Cela devrait être un passage obligé pour toutes, un rite d’initiation, le passage à l’âge adulte. Une femme qui ne sait pas utiliser une queue avec sa main ne devrait jamais se marier, se reproduire, trouver un emploi. Bien sûr, je préconise la même chose pour les hommes qui auraient omis de lire le petit manuel du roulage de bille. C’est tellement pathétique de ne pas savoir quoi faire du sexe de l’autre...
J’éjacule un peu sur son visage, un peu sur sa main, un peu sur mon ventre. Je fini d’essuyer ma queue sur sa serviette de toilette dans la salle de bain. Je dois me sentir coupable parce que je lui donne mon numéro. Je ne sais pas, peut-être inconsciemment je sais déjà que je vais revenir me faire traire. Pourtant sur le moment, j’ai envie de ne jamais la revoir. Peu importe, il y a bien longtemps que je me suis habitué à mon incohérence, je vis avec, je compose avec.
Samedi soir, je baise mon estonienne alcoolique. Elle se comporte comme une gamine de dix ans sauf qu’elle a passé la trentaine. Elle vit comme une gitane dans un appartement de trois cent mètres carrés et elle boit des bouteilles de vin rouge à cent dollars avec de la limonade parce que le vin ça a mauvais goût. Moi en tout cas, j’ai pris goût à son petit cul que je défonce une fois par semaine.

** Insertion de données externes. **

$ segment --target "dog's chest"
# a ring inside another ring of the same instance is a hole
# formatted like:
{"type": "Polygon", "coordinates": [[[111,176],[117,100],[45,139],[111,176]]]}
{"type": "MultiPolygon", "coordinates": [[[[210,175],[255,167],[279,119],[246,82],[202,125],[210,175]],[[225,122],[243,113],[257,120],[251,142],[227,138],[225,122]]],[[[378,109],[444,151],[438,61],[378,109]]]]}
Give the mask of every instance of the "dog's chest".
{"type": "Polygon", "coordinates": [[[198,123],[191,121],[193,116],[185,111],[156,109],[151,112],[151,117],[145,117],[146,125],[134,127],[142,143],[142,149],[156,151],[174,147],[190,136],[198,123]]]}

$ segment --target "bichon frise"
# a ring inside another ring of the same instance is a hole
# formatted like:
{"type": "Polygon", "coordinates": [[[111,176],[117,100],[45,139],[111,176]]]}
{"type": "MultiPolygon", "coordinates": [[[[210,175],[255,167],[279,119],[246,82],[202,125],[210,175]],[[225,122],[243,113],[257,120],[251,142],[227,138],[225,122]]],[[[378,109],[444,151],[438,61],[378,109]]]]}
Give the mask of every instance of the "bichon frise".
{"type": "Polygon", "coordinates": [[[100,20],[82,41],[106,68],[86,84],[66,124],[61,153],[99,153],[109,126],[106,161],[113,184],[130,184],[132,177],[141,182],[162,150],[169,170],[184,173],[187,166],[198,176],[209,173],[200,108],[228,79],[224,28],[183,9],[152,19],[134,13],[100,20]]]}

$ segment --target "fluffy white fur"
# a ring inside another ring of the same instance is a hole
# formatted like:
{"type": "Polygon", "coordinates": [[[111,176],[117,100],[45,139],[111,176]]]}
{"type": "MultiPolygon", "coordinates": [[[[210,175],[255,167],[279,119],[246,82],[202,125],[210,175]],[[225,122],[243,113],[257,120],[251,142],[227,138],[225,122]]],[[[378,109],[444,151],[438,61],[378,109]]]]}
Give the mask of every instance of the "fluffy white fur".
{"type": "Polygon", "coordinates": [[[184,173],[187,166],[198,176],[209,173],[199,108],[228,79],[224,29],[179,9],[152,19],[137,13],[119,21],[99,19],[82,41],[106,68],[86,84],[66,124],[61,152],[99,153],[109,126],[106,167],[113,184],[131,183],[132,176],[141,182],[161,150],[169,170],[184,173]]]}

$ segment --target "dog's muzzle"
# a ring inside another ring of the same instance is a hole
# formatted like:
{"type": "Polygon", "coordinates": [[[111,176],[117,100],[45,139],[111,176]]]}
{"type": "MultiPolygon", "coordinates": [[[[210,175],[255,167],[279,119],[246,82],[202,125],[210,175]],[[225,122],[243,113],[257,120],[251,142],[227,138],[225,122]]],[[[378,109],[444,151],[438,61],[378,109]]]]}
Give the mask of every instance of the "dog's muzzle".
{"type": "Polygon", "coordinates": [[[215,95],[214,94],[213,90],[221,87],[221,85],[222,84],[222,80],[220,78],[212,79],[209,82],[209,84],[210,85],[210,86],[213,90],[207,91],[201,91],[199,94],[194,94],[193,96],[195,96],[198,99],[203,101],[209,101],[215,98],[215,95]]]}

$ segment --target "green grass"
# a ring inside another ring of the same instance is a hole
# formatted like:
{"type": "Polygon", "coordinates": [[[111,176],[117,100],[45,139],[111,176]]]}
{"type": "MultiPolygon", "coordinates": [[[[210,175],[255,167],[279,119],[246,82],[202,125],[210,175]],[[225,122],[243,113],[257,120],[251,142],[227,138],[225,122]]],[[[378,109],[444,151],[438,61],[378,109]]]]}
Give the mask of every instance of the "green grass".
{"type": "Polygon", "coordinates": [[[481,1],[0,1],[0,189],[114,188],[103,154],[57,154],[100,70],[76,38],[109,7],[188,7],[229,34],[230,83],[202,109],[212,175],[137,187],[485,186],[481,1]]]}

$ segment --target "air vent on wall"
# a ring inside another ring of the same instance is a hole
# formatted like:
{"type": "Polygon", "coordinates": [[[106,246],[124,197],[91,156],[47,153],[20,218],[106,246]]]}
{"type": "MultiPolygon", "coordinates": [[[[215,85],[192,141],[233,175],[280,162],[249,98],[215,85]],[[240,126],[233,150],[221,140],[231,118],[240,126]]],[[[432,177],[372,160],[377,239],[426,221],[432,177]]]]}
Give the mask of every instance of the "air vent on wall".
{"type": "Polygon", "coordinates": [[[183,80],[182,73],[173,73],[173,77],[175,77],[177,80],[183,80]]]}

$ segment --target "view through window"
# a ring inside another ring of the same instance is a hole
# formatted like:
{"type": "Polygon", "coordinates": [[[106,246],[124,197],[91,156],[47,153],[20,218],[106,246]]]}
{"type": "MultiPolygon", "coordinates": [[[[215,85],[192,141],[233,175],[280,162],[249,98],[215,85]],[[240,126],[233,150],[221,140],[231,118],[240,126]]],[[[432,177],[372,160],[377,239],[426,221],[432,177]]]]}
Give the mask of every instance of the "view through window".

Ensuite, j’attends qu’elle aille pisser, comme ça je peux regarder son postérieur et ses longues jambes bouger vers la salle de bain avec sa démarche tordue que je qualifie de « japonaise ». Je ferme toujours les yeux quand elle revient parce que je ne supporte pas sa poitrine que je qualifie d’ « inexistante ».
Dimanche, repos, je bois quelques verres avec des amis en regardant passer les bateaux dans le port. Je ne comprends pas pourquoi mon degré de tolérance avec les gens qui s’habillent mal est si faible, alors qu’après tout on ne parle que de putain de bouts de tissu. Mais c’est physique, c’est irrépressible, je ne les supporte pas. Je préfère me retrouver dans une baignoire de serpents que dans une pièce de ringards. Ce type là, avec ses fausses chaussures italiennes en cuir synthétique, il est en train de gâcher mon après-midi. Italiennes pourquoi d’ailleurs ? Parce qu’elles sont affreusement vulgaires ou parce qu’elles sont aussi longues qu’une gondole ? Faudrait qu’on redéfinisse ce qu’est une chaussure italienne. En quelques décennies, la chaussure italienne est passée du mythe à l’excuse. De la classe absolue à : « mes chaussures sont ignobles, oui mais elles sont italiennes… ». Et son costume gris clair à rayures blanches doublé de soie turquoise…Dois-je vous faire un dessin ? Si encore sa discrétion équivalait son manque de goût. Mais non, il est bruyant.
J’abandonne et je renvoie mes yeux vers l’eau, où les mouettes se disputent une frite. Le temps est magnifique, il fait chaud, nous sommes en tee-shirt. Devant nous, la baie, les buildings, les yachts, le pont. Je noie une fois de plus mes angoisses et ma colère dans l’océan, et parce que ça marche, je ne rentrerai pas.